Heard them before, I’m sure. But they are paritcularly appropriate, I believe, for newspaper companies.


  1. “1. Great managers hire great talent.
    2. Focus on the fundamentals.
    3. Reward team based behavior.
    4. Trust your people.
    5. Use the past as power.”
    Great advice. In my past corporate lives working for some great, highly successful, and wealthy business managers, I have learned all of these, with some slight variations:
    1. Great managers put ego aside and hire people smarter than themselves.
    2. Stick to your knitting.
    3. Being a team player also means playing your position. (That one was actually mine.)
    4. Trust but verify (i.e. measure).
    5. It’s not about what you MIGHT do for me later, it’s about what you HAVE done for me lately.

  2. Actually, I think the management strategy that led the San Antonio Spurs to 4 titles in 9 years is a much more important strategy than what the Celtics did this year, which was basically buy a championship through free agency (spoken as a Boston fan from the 80s).

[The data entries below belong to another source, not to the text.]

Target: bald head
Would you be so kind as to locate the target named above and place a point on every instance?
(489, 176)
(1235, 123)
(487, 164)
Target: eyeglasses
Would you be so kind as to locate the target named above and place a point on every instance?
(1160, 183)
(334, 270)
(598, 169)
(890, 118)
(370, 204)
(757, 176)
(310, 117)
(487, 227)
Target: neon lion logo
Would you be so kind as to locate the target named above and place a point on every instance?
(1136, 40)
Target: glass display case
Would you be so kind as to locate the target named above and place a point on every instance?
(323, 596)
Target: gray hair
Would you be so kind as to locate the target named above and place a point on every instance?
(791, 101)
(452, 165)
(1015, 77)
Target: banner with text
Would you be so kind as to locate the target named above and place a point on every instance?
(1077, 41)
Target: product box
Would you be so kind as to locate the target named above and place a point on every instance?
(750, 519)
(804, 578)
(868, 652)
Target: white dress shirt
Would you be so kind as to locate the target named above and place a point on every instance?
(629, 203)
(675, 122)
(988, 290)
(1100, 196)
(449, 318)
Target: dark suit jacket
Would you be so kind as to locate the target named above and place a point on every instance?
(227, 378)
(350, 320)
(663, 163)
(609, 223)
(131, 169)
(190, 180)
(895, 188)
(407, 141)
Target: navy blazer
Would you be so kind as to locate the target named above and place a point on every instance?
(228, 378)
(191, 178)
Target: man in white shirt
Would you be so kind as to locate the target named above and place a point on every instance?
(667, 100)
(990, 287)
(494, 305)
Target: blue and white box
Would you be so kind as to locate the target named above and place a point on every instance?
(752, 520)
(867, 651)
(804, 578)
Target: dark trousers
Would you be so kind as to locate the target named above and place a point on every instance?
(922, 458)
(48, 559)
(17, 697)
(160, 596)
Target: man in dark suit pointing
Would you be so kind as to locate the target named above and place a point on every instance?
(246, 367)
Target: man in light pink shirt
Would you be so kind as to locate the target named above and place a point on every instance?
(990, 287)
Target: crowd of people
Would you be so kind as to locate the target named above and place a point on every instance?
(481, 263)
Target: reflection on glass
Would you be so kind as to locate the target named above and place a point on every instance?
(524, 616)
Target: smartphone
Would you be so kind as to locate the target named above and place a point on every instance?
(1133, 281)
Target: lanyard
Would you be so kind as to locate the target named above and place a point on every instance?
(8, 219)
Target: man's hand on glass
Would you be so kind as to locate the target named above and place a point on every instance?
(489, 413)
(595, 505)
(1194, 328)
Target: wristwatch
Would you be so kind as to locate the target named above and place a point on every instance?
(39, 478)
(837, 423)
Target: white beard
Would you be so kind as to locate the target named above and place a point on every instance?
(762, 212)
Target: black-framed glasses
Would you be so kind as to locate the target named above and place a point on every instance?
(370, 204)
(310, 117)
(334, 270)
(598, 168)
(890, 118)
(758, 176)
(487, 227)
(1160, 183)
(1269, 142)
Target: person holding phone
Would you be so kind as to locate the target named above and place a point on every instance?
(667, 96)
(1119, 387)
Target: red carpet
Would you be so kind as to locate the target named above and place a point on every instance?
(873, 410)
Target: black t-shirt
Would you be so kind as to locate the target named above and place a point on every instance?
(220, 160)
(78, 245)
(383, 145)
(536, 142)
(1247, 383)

  3. Hey – thx for the link.
    Love the Bill Russell reference. Although I wonder what kind of contract he’d earn in the league. That kind of attitude isn’t as well rewarded as flash, but I suppose he wouldn’t care. Ben Wallace fit the Russell mold, but I think he, like Russell, needed the right environment to shine. If Wallace had stayed in Detroit I suspect he’d have less of a financial empire, but more rings on his fingers.
    And Bryan is right too – I’d model San Antonio with few complaints. The real test for Danny Ainge will be the next two seasons and his ability to keep it all together with the egos and tensions that come with success.